The Response Format parameter enforces structured output generation through JSON Schema validation. This ensures consistent, machine-readable responses that conform to predefined data structures:

{
  "name": "user_analysis",
  "schema": {
    "type": "object",
    "properties": {
      "sentiment": {
        "type": "string",
        "enum": ["positive", "negative", "neutral"]
      },
      "confidence": {
        "type": "number",
        "minimum": 0,
        "maximum": 1
      }
    },
    "required": ["sentiment", "confidence"]
  }
}

This configuration constrains the model's output to comply with the specified schema, preventing free-form text responses and ensuring structured data generation.

Accessing Results

After an agent completes, you can access its outputs:

<agent.content>: The agent's response text or structured data
<agent.tokens>: Token usage statistics (prompt, completion, total)
<agent.tool_calls>: Details of any tools the agent used during execution
<agent.cost>: Estimated cost of the API call (if available)

Advanced Features

Memory + Agent: Conversation History

Use a Memory block with a consistent id (for example, chat) to persist messages between runs, and include that history in the Agent's prompt.

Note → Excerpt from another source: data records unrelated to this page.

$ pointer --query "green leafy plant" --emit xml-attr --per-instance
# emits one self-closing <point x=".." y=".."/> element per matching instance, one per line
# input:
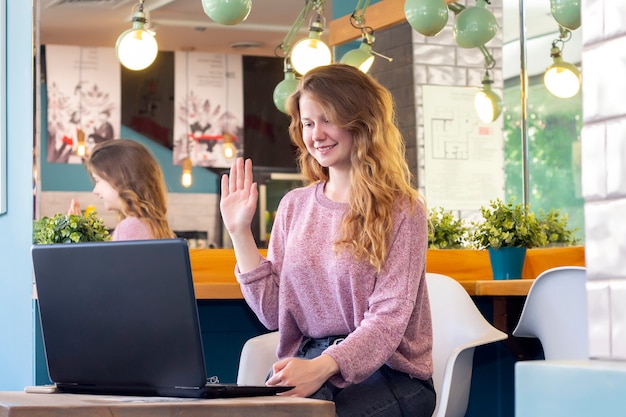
<point x="70" y="228"/>
<point x="446" y="231"/>
<point x="508" y="224"/>
<point x="555" y="227"/>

Add the user's message before the Agent
Read the conversation history for context
Append the Agent's reply after it runs

See the Memory block reference for details.

Outputs

<agent.content>: Agent's response text
<agent.tokens>: Token usage statistics
<agent.tool_calls>: Tool execution details
<agent.cost>: Estimated API call cost

Example Use Cases

Customer Support Automation - Handle inquiries with database and tool access

API (Ticket) → Agent (Postgres, KB, Linear) → Gmail (Reply) → Memory (Save)

Multi-Model Content Analysis - Analyze content with different AI models

Function (Process) → Agent (GPT-4o Technical) → Agent (Claude Sentiment) → Function (Report)

Tool-Powered Research Assistant - Research with web search and document access

Input → Agent (Google Search, Notion) → Function (Compile Report)

Best Practices

Be specific in system prompts: Clearly define the agent's role, tone, and limitations. The more specific your instructions are, the better the agent will be able to fulfill its intended purpose.
Choose the right temperature setting: Use lower temperature settings (0-0.3) when accuracy is important, or increase temperature (0.7-2.0) for more creative or varied responses
Leverage tools effectively: Integrate tools that complement the agent's purpose and enhance its capabilities. Be selective about which tools you provide to avoid overwhelming the agent. For tasks with little overlap, use another Agent block for the best results.